Okay, let's dive in :) But let me preface this by saying I'm not an electrician. I have learned by being around boatyards, reading the ABYC standards (cookbook approach to best practices on boats), talking with people who are trained, reading articles online, and doing (on my own RV/boat). As always, electricity can be dangerous, keep in mind your comfort level, etc. etc.

I "get" coastal Texas. I lived in a similar climate for around five years. Hot and Muugggyyyy!!!! (and damp and chilly in the winter, yay). So yeah, I don't think you're going to be removing your air-conditioner (I did, but my situation is completely different).

Your answers make all the difference, so we can start barking up the right tree.

Kirah wrote:
To answer your questions:

How do I use it?
...main use case - go somewhere, hook up, and use it as shelter to cool down between hikes.
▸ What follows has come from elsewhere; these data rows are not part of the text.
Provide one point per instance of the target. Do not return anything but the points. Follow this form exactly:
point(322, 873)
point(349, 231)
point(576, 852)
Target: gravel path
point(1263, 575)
--But I also get to do longer trips every couple of years, when I can end up in state parks, National Forests, or overflow parking. And every so often I end up just camping in someone's driveway for a few days.

--When traveling, it's often my only vehicle, so it spends much of the day on the highway, on washboard, bumping through a wildlife refuge, or just parked in a lot or a pull-off. On long highway days, I'll often pull into a rest area mid-afternoon, crank up the generator to run the A/C, and take a good nap in a real bed - man I love this thing!

--At home, I have a rented garage where I can plug it in to keep batteries charged (I plug in the house batteries and put a tender on the engine battery). It gets really hot in there, though, in the middle of the summer, but not as hot as sitting in the sun.


Okay, so right away, my thought is you need a GOOD shore charger, and definitely one with remote temperature compensation. You're plugged in probably 95% of the time (including when you're not using it in the calculation), and you live in a hot climate. Batteries hate heat (sorry to say). BTW, the generator also passes its power through the shore charger so you kind of get double-duty. .

Then, you need to make sure the charge gets to the batteries, so I'd plan on re-wiring at least the run from the charger to the batteries (right now it's a looooooong, skinny wire, and that's not good. First of all it costs you some power, but more importantly it causes voltage drop. So you buy a good charger, set it up just so (to the tenth of a volt, tenths are important), and then, whammo, lose a bunch of tenths of volts on the way to the charger through the skinny wire.

Conveniently, this is when you could organize things (wiring-wise), fuse correctly, etc.

Now let's move on down the line, because none of the rest of it is quite as cut-and-dried as far as what you may want. But I can easily/confidently say you need a good shore charger, and the wiring to let it do what it will be trying to do (charge properly).

Kirah wrote:
What's my budget and goal?

My goal is to have something reliable that I won't have to fuss with, and that will tolerate some neglect - high temps, low temps, multi-month stretches with no use at all. It needs to be able to run an efficient DC fridge, lights, water pump, a couple of small fans, and occasionally the furnace.


Well..... yeah, all of that together is a challenge but let's run through some ideas:

1) Reliable
If you wire things properly and choose good components, they are not likely to go out (and if they do, well, it's more of a fluke).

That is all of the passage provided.